Walter przyjrzał się zaskoczony. Po chwili jednak uśmiechnął się jak uczony po rozwiązaniu wyjątkowo trudnego równania.
— Jest ukryte tam, gdzie wszyscy widzą, pani Ogg.
Niania przyjrzała mu się czujnie, ale w oczach Waltera dostrzegła tylko nieco szklistą niewinność.
Podniósł klapę i grzecznie wskazał otwór.
— Niech pani zejdzie drabiną pierwsza, żebym nie widział pani reform!
— Bardzo… jesteś uprzejmy.
Po raz pierwszy ktoś powiedział do niej coś takiego.

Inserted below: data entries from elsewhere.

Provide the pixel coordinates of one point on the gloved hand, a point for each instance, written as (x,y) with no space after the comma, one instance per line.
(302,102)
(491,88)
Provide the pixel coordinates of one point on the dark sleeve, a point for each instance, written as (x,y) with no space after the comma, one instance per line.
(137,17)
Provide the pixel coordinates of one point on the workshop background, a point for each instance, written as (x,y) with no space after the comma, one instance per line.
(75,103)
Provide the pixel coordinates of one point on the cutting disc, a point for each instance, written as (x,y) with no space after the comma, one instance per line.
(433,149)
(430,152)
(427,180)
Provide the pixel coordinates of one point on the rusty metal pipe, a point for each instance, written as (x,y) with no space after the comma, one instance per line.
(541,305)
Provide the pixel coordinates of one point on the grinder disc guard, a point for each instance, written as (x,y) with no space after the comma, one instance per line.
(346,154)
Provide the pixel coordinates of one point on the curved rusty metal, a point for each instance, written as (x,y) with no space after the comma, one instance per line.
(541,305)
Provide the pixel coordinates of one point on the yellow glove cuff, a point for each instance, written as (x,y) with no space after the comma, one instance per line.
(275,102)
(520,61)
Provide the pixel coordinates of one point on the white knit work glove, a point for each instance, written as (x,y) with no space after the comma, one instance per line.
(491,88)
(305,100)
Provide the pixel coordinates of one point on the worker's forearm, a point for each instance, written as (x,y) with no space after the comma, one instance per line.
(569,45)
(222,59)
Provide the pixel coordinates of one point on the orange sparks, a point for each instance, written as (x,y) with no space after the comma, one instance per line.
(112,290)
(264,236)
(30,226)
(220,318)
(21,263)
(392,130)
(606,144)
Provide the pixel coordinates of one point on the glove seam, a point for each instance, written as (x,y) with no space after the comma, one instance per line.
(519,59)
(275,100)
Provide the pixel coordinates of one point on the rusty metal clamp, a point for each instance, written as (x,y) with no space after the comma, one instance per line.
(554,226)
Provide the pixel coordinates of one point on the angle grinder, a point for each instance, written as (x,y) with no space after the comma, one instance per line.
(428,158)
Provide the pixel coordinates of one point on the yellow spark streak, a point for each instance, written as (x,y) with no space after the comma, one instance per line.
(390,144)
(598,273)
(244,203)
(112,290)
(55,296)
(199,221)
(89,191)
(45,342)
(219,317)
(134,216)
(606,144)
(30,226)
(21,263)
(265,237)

Młody człowiek czekał cierpliwie, aż stanie na dole drabiny, po czym z wysiłkiem ruszył za nią.
— To stare schody, prawda? — Niania dźgnęła ciemność pochodnią.

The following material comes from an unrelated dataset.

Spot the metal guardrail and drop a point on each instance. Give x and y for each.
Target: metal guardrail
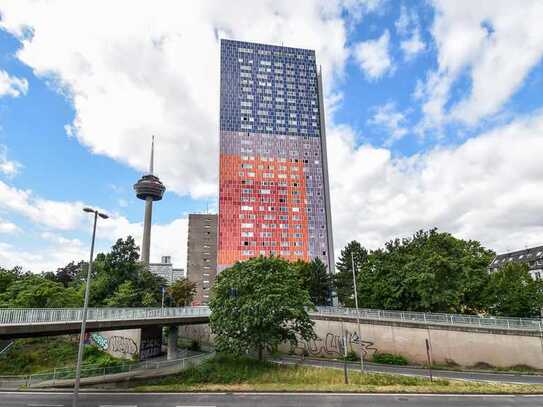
(95, 371)
(525, 324)
(23, 316)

— Tak! Biegną cały czas w dół! Oprócz samego dołu, bo tam biegną w górę.
— Ktoś jeszcze o nich wie?
— Upiór, pani Ogg! — odparł Walter, schodząc coraz niżej.
— No tak… — przyznała wolno niania. — A gdzie teraz jest Upiór, Walterze?
— Uciekł!
Podniosła wyżej pochodnię. Z twarzy Waltera nadal nic nie dało się wyczytać.
— A co Upiór tu robi, Walterze?
— Dogląda Opery!
— To bardzo ładnie z jego strony.
Niania zaczęła schodzić; cienie zatańczyły wokół niej. Usłyszała głos Waltera.
— Wie pani, ona zadała mi niemądre pytanie. Bardzo niemądre, każdy głupi by odpowiedział.
— Tak — odpowiedziała, przyglądając się ścianom. — Pewnie o domy w ogniu.
— Tak. Co bym zabrał, gdyby wybuchł pożar.
— Pewnie okazałeś się grzecznym chłopcem i powiedziałeś, że zabrałbyś mamę — domyśliła się niania.
— Nie! Mama sama by się zabrała!
Niania przesunęła dłonią po murze. Kiedy odcinano te schody, prowadzące tu drzwi zostały zabite gwoździami na głucho. Ktoś bywający tutaj, a mający dobre uszy, mógłby wiele usłyszeć…
— No to co byś zabrał, Walterze? — spytała.
— Ogień!
Niania niewidzącym wzrokiem wpatrywała się w ścianę. Po chwili jej usta rozciągnęły się w uśmiechu.
— Głupi jesteś, Walterze.
— Głupi jak miotła, pani Ogg! — przyznał radośnie Walter.
Ale nie jesteś szaleńcem, myślała niania. Głupi, ale nie szalony. Tak by powiedziała Esme. A bywają gorsze rzeczy.